Читать книгу Раб Ритма - Вера Ивановна Чугуевская - Страница 2

Первая часть
Глава 1

Оглавление

Джаз-клуб «Голландец» сиял зазывающими огнями. Яркая вывеска кокетливо подмигивала, а изнутри доносились звуки уникальной музыки. Уставшие от тяжёлого труда и плохих условий работы люди, проходя рядом с этим местом, освобождались от оков, мешающих дышать. Они застывали на несколько секунд, облегчённо вдыхая музыку свободы – джаз. Затем вновь направлялись по своим делам или же шли прямо сюда, забыв обо всём на свете.

Клуб представлял собой уютное местечко, расположенное в чёрных трущобах города. По вечерам в будни или в выходные «Голландец» наполнялся простыми людьми, которые искали приют для своих истерзанных душ. Аккуратные столики, обычные стулья, скромные аксессуары, барная стойка со стеллажом больших бутылок алкоголя – всё это дополняли приглушённое освещение и кокетливые улыбки официанток. Контингент состоял в основном из мужчин, которые жадными взглядами пожирали стройные ноги и пышные бёдра девушек-разносчиц дешёвой выпивки. Разговоры проходили под курение сигарет, зачастую вспыхивали жаркие споры, переходящие в потасовки. На такие случаи хозяин заведения держал охрану, а сам никогда не разлучался со своим стареньким охотничьим ружьём.

Туман сигаретного дыма, громкая ругань и резкие запахи пота, алкоголя и дешёвого одеколона было не единственным, что привлекало сюда народ. Вольный мотив музыки раскрепощал людей. Она выступала лекарством, которое принимали «смертельно больные» и обречённые на страдания люди. Рвались цепи, рассыпались в прах преграды – становилось легче дышать, глаза открывались шире, расправлялись плечи. В душе звучала мелодия свободы. Здешнюю публику можно обобщить и назвать «кастой», которая не изменяла своему стилю и не могла прожить и дня без этой «забегаловки», куда благосостоятельный человек не сунет и носа.

В клубе «Голландец» всегда звучала живая музыка – любой желающий мог выйти на сцену и спеть. Сцена представляла собой примитивные подмостки, где стоял потрёпанный жизнью рояль, дряхлые барабаны да пара гитар с «расшатанной психикой». Здесь начинали джазмены, чьи имена вошли в историю. И сегодня те, кто смог покорить публику «Голландца», с замиранием сердца уповают на более престижные награды, чем бесплатная выпивка и скромные гонорары, которых едва могло хватить на скудный ужин для большой семьи.

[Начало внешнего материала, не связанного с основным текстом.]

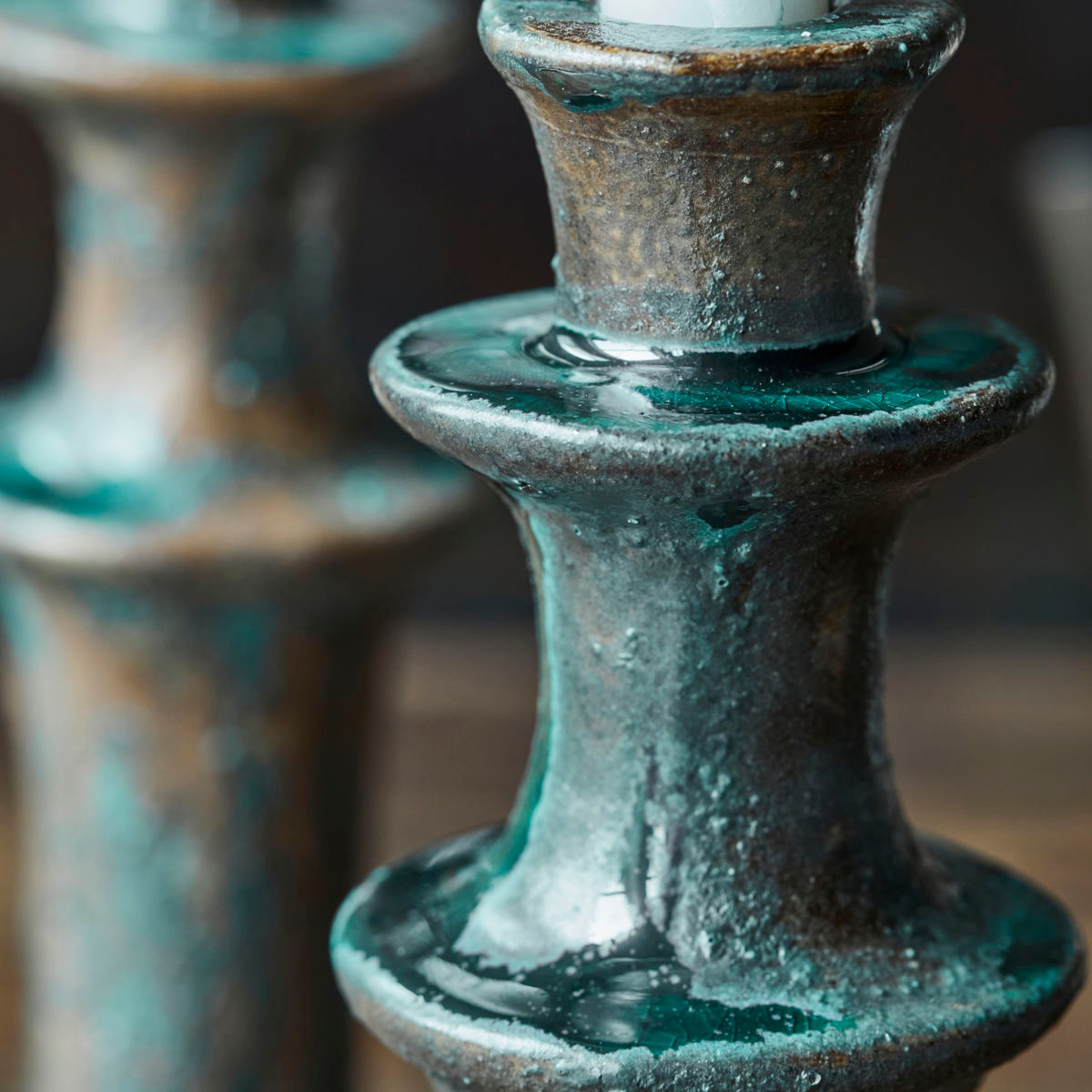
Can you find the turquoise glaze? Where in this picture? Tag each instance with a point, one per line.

Всех музыкантов публика воспринимала по-разному: над некоторыми подшучивали, выкрикивали фразочки «Ты хоть знаешь, с какой стороны подходить к гитаре?!», «Гляньте, как нежно и робко её держит, словно девушку!» – это сопровождалось вульгарно громким хохотом с похрюкиванием. Были и те музыканты, кому все стремились подать руку, почтительно снимали головные уборы, уступали лучшие места – в знак большого уважения.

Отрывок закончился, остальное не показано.